A surplus of natural gas production, combined with rising light crude production, “will give North American refiners and chemical producers a long-term competitive advantage over their peers worldwide,” Moody’s said.

“Unconventional shale drilling reduces the refining sector’s operating and energy costs, providing large new supplies of lower-cost, predominantly light crudes to the refining system and opening up new export opportunities. Lower energy costs and rising domestic crude supplies will continue to benefit refiners well into the future.” Rising crude production from the Bakken and Eagle Ford shales, Permian Basin and Western Canada “are changing refinery patterns and economics,” according to the report. And the shale boom “will result in rising gasoline and diesel production, even as North American demand for gasoline drops.”

Low natural gas prices will give regulated utilities lower input costs and better regulatory relations in the coming years, Moody’s said. “U.S. shipping companies will benefit as new pipelines struggle to keep up with oil production in shale plays and other basins, and solid waste companies that convert fleets to natural gas will see lower fuel costs. Rail companies will see strong marginal benefits, if not enough to offset lost coal volumes.” And the gas glut will continue to pose “formidable competition” for the U.S. coal industry, as prices and stricter environmental regulations prompt fuel switching.

With natural gas prices remaining low, electric generators had been steering away from coal, but a recent increase in gas prices may already be stemming the tide. Last month the Energy Information Administration (EIA) reported that gas for electric generation dropped across most of the nation on a month-over-month basis in February compared to February 2012 (see Daily GPI, April 24). EIA’s monthly report, which recorded a 32% jump in gas prices in February, compared with the same month in 2012, indicated that generation from coal and other fossil fuels displaced natural gas generation in February. American Electric Power (AEP) recently said that it has become more dependent on coal and used significantly less natural gas to generate electricity in 1Q2013 (see Daily GPI, April 30).

A flurry of recent analyst reports have pointed towards natural gas prices creeping higher through 2015 (see Daily GPI, April 11; April 10, April 9; April 8; April 5; April 4). The reasons given include the cold end to the 2012-2013 winter and EIA Form 914 data indicating declining production.

Still, coal’s portion of the nation’s fuel mix may be reduced for years to come, Moody’s said.

“Over the next decade, coal will fuel about one-third of all U.S. power generation — down from nearly half before shale development began. Most of the power producers’ fuel-switching has already taken place, and further substitution cannot happen without considerable capital investment. Greater capacity factors will increase maintenance costs for the combined cycle natural gas plants, and as older, less efficient coal plants close, the large, efficient coal-fired baseload plants will remain online.”

IMS Research, a unit of the global research/consulting firm IHS, recently found that the shale gas boom is having a “massive impact” on the U.S. energy market, particularly a revival for various smart grid developments (see Daily GPI, April 23). The report predicted that shale gas will “play a key role” in the ultimate development of a smart electricity grid by facilitating various aspects of natural gas as a source of power generation.

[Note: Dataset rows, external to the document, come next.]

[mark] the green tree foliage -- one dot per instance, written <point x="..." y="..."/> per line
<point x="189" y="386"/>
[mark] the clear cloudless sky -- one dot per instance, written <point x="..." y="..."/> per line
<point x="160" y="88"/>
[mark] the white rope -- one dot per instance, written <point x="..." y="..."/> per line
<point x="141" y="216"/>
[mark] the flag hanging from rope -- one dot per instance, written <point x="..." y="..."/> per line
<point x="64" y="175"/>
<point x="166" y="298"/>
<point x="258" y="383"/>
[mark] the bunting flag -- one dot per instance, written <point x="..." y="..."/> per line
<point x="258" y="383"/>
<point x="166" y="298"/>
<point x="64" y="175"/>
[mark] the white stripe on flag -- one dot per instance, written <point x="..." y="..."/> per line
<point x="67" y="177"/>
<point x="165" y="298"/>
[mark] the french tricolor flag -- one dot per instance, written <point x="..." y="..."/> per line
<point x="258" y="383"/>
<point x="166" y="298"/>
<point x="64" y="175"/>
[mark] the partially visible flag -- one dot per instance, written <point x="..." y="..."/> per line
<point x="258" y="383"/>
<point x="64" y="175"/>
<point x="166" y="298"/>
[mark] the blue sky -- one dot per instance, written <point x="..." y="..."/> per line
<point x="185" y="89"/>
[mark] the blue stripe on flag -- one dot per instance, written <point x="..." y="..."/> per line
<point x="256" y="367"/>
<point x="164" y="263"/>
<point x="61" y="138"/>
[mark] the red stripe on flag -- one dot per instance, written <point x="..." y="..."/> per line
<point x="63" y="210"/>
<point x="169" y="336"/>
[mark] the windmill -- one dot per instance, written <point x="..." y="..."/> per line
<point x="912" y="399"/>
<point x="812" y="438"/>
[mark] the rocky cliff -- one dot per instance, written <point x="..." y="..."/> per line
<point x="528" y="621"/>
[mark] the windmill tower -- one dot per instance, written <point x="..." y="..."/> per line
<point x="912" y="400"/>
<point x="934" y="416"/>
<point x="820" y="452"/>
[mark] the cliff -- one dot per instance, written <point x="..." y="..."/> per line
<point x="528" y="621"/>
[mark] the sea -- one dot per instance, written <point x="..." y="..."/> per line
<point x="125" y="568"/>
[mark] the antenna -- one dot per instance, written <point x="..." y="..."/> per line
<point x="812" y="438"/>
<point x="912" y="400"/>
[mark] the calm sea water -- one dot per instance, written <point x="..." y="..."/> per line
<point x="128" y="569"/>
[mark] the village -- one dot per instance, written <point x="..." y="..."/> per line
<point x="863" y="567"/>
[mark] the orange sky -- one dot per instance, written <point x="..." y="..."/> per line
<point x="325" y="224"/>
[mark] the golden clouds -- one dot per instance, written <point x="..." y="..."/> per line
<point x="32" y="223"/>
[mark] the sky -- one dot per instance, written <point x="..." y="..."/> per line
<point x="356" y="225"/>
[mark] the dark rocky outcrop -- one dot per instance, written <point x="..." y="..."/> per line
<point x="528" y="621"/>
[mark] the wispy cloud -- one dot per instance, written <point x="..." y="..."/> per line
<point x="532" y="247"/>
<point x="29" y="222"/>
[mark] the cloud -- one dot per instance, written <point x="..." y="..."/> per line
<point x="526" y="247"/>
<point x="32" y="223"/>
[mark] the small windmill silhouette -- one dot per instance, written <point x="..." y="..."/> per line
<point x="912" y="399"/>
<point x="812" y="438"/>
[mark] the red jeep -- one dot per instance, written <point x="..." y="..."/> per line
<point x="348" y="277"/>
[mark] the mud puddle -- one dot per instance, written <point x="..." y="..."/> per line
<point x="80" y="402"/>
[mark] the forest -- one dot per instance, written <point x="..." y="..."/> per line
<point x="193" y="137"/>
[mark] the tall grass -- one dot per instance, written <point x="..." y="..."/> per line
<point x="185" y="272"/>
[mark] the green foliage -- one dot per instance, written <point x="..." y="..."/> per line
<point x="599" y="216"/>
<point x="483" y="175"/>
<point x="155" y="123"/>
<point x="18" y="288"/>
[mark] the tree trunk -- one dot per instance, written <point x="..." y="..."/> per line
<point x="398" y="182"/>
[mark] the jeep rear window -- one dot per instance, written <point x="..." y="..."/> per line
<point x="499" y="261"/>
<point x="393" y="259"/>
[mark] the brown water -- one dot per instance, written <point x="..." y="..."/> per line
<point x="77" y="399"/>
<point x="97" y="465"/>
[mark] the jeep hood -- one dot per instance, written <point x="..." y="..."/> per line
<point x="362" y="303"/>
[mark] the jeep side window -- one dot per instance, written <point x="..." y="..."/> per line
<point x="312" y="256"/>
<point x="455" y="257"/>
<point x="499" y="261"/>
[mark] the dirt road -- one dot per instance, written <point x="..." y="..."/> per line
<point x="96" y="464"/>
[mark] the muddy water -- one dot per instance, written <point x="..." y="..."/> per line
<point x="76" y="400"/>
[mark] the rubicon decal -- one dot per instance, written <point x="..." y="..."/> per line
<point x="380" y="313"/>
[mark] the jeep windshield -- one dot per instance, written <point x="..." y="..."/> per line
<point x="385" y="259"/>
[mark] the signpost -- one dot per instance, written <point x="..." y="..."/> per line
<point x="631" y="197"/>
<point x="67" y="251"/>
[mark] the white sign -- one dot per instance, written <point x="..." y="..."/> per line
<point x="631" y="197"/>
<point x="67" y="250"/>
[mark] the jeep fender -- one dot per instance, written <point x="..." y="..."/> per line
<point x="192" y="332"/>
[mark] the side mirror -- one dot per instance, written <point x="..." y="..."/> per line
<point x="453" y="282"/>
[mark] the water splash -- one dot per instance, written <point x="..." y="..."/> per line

The shale gas glut will also benefit North American engineering and construction operations, Moody’s said, though some may come under pressure from their extensive work on coal-fired power generation.

Hopes for a widespread use of natural gas vehicles may be premature, Moody’s said.

“Makers of automobiles and auto parts will see limited effects if any from the shale revolution. The automakers have no plans to shift production away from gasoline-powered vehicles, and consumers will not increase their demand for vehicles powered by natural gas.”